Prima della requisitoria, in aula a Vibo è stato ascoltato monsignor Giuseppe Fiorillo, che ha confermato che una somma di 1.500 euro sarebbe stata consegnata direttamente a don Graziano Maccarone.

Le indagini, particolarmente delicate, condotte dalla Squadra Mobile di Vibo in un arco temporale compreso tra  il 2012 e i primi mesi del 2013, avrebbero fatto emergere da parte di Mazzocca l’esigenza di rivolgersi ai due sacerdoti per ottenere aiuto economico finalizzato ad evitare l’espropriazione dei beni pignorati alla figlia a causa di un debito contratto con una terza persona.

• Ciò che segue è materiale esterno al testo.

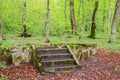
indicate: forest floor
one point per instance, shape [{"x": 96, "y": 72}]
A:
[{"x": 103, "y": 66}]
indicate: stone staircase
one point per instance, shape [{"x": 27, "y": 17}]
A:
[{"x": 56, "y": 58}]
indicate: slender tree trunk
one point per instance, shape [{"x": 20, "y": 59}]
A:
[
  {"x": 78, "y": 13},
  {"x": 89, "y": 14},
  {"x": 65, "y": 7},
  {"x": 109, "y": 16},
  {"x": 93, "y": 27},
  {"x": 114, "y": 22},
  {"x": 47, "y": 22},
  {"x": 0, "y": 29},
  {"x": 83, "y": 26},
  {"x": 24, "y": 18},
  {"x": 72, "y": 17},
  {"x": 103, "y": 24}
]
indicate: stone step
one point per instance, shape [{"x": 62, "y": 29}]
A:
[
  {"x": 56, "y": 57},
  {"x": 61, "y": 68},
  {"x": 57, "y": 60},
  {"x": 60, "y": 54},
  {"x": 47, "y": 47},
  {"x": 52, "y": 51}
]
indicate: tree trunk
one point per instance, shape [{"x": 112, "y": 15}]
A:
[
  {"x": 24, "y": 34},
  {"x": 65, "y": 6},
  {"x": 109, "y": 16},
  {"x": 24, "y": 18},
  {"x": 104, "y": 18},
  {"x": 83, "y": 26},
  {"x": 78, "y": 13},
  {"x": 0, "y": 29},
  {"x": 93, "y": 27},
  {"x": 47, "y": 23},
  {"x": 72, "y": 17},
  {"x": 114, "y": 22}
]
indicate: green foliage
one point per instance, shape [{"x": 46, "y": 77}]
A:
[
  {"x": 2, "y": 78},
  {"x": 2, "y": 66},
  {"x": 52, "y": 71}
]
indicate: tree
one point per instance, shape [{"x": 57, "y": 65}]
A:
[
  {"x": 47, "y": 23},
  {"x": 114, "y": 22},
  {"x": 104, "y": 17},
  {"x": 72, "y": 17},
  {"x": 24, "y": 34},
  {"x": 83, "y": 26},
  {"x": 0, "y": 29},
  {"x": 93, "y": 26},
  {"x": 109, "y": 15}
]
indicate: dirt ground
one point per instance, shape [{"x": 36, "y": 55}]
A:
[{"x": 103, "y": 66}]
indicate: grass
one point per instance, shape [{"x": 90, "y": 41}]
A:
[
  {"x": 2, "y": 66},
  {"x": 101, "y": 40}
]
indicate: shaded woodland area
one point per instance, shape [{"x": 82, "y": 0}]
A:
[
  {"x": 49, "y": 18},
  {"x": 39, "y": 37}
]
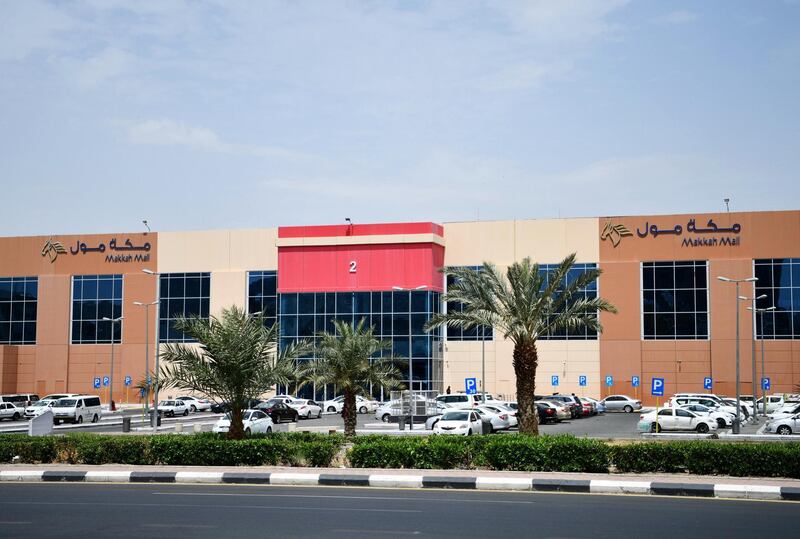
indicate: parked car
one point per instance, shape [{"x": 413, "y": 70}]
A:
[
  {"x": 254, "y": 421},
  {"x": 676, "y": 419},
  {"x": 195, "y": 404},
  {"x": 498, "y": 420},
  {"x": 784, "y": 426},
  {"x": 77, "y": 409},
  {"x": 9, "y": 410},
  {"x": 306, "y": 408},
  {"x": 463, "y": 422},
  {"x": 38, "y": 407},
  {"x": 621, "y": 403},
  {"x": 279, "y": 411},
  {"x": 723, "y": 419},
  {"x": 173, "y": 407}
]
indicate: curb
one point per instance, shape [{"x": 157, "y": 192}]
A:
[{"x": 594, "y": 486}]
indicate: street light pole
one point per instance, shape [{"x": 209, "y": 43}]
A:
[
  {"x": 111, "y": 377},
  {"x": 737, "y": 424},
  {"x": 154, "y": 419},
  {"x": 146, "y": 351}
]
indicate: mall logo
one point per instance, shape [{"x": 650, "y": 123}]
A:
[
  {"x": 53, "y": 249},
  {"x": 614, "y": 233}
]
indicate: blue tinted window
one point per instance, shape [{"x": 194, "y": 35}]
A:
[
  {"x": 182, "y": 295},
  {"x": 18, "y": 309},
  {"x": 96, "y": 297},
  {"x": 779, "y": 280}
]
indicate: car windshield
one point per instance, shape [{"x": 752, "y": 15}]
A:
[{"x": 455, "y": 416}]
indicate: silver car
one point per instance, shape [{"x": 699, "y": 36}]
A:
[{"x": 621, "y": 403}]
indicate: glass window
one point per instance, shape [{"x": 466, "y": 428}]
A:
[
  {"x": 96, "y": 297},
  {"x": 779, "y": 280},
  {"x": 675, "y": 300},
  {"x": 469, "y": 334},
  {"x": 181, "y": 294}
]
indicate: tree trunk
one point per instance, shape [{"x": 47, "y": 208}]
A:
[
  {"x": 526, "y": 359},
  {"x": 236, "y": 430},
  {"x": 349, "y": 413}
]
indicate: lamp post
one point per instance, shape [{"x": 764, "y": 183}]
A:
[
  {"x": 737, "y": 422},
  {"x": 154, "y": 419},
  {"x": 146, "y": 350},
  {"x": 753, "y": 355},
  {"x": 410, "y": 361},
  {"x": 111, "y": 377},
  {"x": 763, "y": 391}
]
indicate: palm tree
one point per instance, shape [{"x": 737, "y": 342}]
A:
[
  {"x": 236, "y": 359},
  {"x": 523, "y": 306},
  {"x": 347, "y": 358}
]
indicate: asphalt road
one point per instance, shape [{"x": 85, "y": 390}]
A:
[{"x": 141, "y": 511}]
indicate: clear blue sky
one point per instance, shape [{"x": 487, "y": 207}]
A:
[{"x": 256, "y": 114}]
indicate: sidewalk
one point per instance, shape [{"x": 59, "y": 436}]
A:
[{"x": 651, "y": 484}]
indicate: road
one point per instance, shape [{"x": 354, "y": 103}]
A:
[{"x": 141, "y": 511}]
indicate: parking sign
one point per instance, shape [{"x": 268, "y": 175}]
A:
[
  {"x": 657, "y": 387},
  {"x": 471, "y": 385}
]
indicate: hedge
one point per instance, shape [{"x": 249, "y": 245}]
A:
[
  {"x": 288, "y": 449},
  {"x": 503, "y": 452}
]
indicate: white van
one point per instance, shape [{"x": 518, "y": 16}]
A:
[{"x": 77, "y": 409}]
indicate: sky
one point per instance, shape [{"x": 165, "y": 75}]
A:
[{"x": 225, "y": 114}]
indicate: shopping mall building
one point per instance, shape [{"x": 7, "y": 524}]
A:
[{"x": 676, "y": 320}]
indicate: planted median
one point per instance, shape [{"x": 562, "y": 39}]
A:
[{"x": 514, "y": 453}]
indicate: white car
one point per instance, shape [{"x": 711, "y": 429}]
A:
[
  {"x": 254, "y": 421},
  {"x": 9, "y": 411},
  {"x": 306, "y": 408},
  {"x": 195, "y": 404},
  {"x": 173, "y": 407},
  {"x": 676, "y": 419},
  {"x": 38, "y": 407},
  {"x": 498, "y": 420},
  {"x": 723, "y": 419},
  {"x": 463, "y": 422},
  {"x": 363, "y": 405}
]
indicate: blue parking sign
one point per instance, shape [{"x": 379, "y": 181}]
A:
[
  {"x": 657, "y": 387},
  {"x": 471, "y": 385}
]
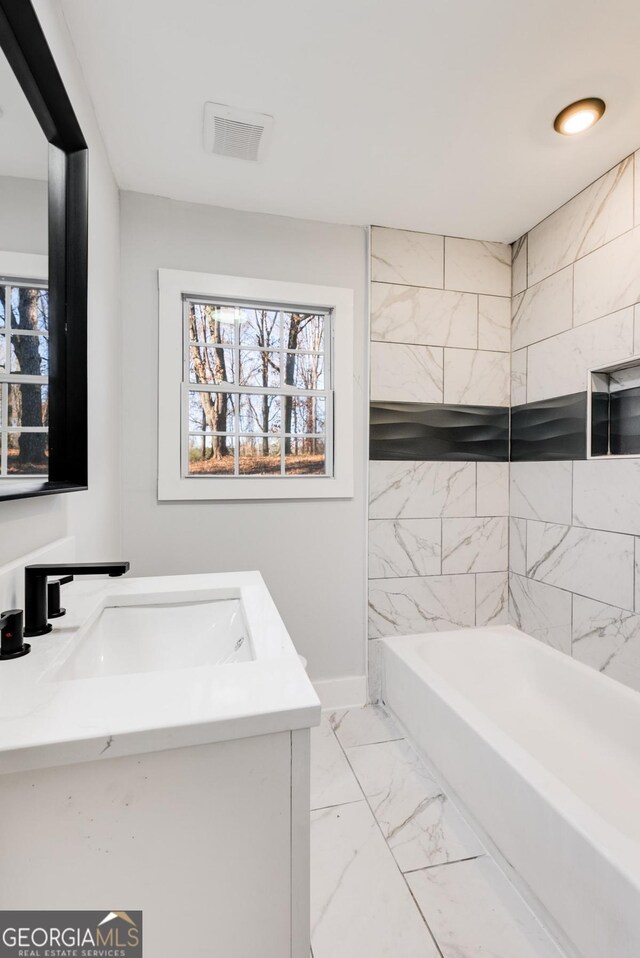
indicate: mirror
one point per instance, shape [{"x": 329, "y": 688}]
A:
[
  {"x": 43, "y": 268},
  {"x": 24, "y": 295}
]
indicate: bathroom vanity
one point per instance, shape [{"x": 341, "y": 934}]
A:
[{"x": 154, "y": 756}]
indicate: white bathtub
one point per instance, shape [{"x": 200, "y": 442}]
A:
[{"x": 544, "y": 755}]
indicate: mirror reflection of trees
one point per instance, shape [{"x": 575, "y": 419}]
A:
[
  {"x": 275, "y": 423},
  {"x": 24, "y": 325}
]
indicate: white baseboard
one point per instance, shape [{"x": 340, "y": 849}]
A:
[{"x": 347, "y": 693}]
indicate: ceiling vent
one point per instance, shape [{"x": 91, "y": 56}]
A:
[{"x": 236, "y": 133}]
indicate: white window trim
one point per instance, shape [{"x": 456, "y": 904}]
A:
[
  {"x": 20, "y": 266},
  {"x": 172, "y": 286}
]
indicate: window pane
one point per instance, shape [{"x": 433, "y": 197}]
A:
[
  {"x": 304, "y": 456},
  {"x": 305, "y": 370},
  {"x": 212, "y": 324},
  {"x": 304, "y": 331},
  {"x": 28, "y": 405},
  {"x": 210, "y": 365},
  {"x": 260, "y": 413},
  {"x": 259, "y": 368},
  {"x": 29, "y": 355},
  {"x": 28, "y": 453},
  {"x": 211, "y": 455},
  {"x": 29, "y": 308},
  {"x": 305, "y": 414},
  {"x": 260, "y": 327},
  {"x": 211, "y": 412},
  {"x": 259, "y": 456}
]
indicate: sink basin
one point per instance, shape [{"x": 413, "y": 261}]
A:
[{"x": 153, "y": 635}]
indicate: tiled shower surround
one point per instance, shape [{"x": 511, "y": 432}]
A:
[{"x": 439, "y": 546}]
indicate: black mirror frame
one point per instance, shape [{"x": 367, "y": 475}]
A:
[{"x": 25, "y": 46}]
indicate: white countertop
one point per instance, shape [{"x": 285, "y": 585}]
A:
[{"x": 46, "y": 722}]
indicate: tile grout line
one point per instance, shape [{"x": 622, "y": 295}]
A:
[
  {"x": 458, "y": 861},
  {"x": 387, "y": 846}
]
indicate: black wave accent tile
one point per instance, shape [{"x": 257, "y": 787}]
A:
[
  {"x": 431, "y": 431},
  {"x": 550, "y": 429},
  {"x": 624, "y": 422}
]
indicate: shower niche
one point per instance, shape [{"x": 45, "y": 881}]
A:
[{"x": 613, "y": 410}]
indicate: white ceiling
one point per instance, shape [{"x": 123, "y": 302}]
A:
[
  {"x": 432, "y": 115},
  {"x": 24, "y": 150}
]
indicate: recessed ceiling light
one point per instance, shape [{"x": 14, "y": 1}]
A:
[{"x": 579, "y": 116}]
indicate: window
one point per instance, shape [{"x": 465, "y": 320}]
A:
[
  {"x": 24, "y": 377},
  {"x": 258, "y": 397},
  {"x": 256, "y": 391}
]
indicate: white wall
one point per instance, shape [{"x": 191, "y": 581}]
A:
[
  {"x": 23, "y": 224},
  {"x": 93, "y": 517},
  {"x": 312, "y": 554}
]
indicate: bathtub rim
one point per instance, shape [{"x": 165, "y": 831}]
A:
[{"x": 610, "y": 842}]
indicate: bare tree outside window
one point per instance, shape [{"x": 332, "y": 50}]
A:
[
  {"x": 258, "y": 391},
  {"x": 24, "y": 369}
]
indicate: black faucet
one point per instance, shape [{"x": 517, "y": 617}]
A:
[
  {"x": 35, "y": 588},
  {"x": 11, "y": 645}
]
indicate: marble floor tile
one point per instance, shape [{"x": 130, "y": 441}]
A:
[
  {"x": 360, "y": 904},
  {"x": 418, "y": 821},
  {"x": 332, "y": 780},
  {"x": 365, "y": 726},
  {"x": 474, "y": 912}
]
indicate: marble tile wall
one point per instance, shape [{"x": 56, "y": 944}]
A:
[
  {"x": 574, "y": 531},
  {"x": 438, "y": 531}
]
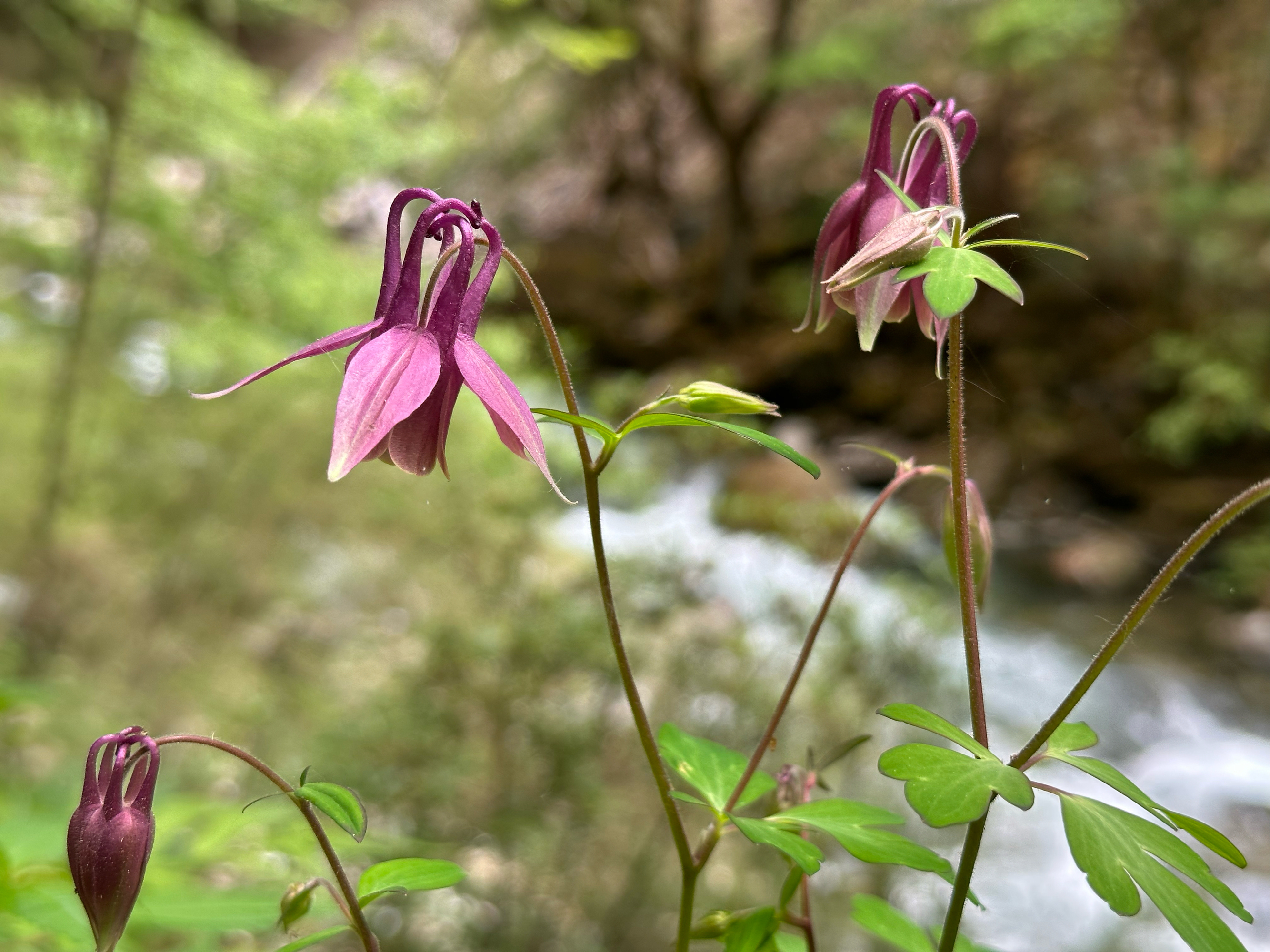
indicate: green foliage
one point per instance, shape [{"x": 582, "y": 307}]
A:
[
  {"x": 340, "y": 804},
  {"x": 1120, "y": 853},
  {"x": 710, "y": 767},
  {"x": 951, "y": 276},
  {"x": 1079, "y": 737},
  {"x": 407, "y": 876}
]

I due preti, in concorso tra di loro, secondo la prospettazione accusatoria, e con più condotte reiterate in tempi diversi mediante violenza e minaccia, avrebbero agito con l’intento di recuperare circa 9mila euro per compensare il debito contratto da Mazzocca e dalla figlia.

La vicenda ha fatto emergere anche la presenza di una lunghissima serie di messaggi telefonici a sfondo sessuale che Maccarone avrebbe inviato alla figlia maggiorenne del loro debitore, tra l’altro invalida al 100%.

Gli investigatori avrebbero accertato oltre tremila contatti telefonici tra i due con don Graziano che si sarebbe fatto inviare non solo foto compromettenti ma anche indumenti intimi della ragazza. Inoltre, sempre secondo le indagini, don Maccarone avrebbe evocato anche l’intervento del clan Mancuso di Limbadi in caso di mancata restituzione del denaro.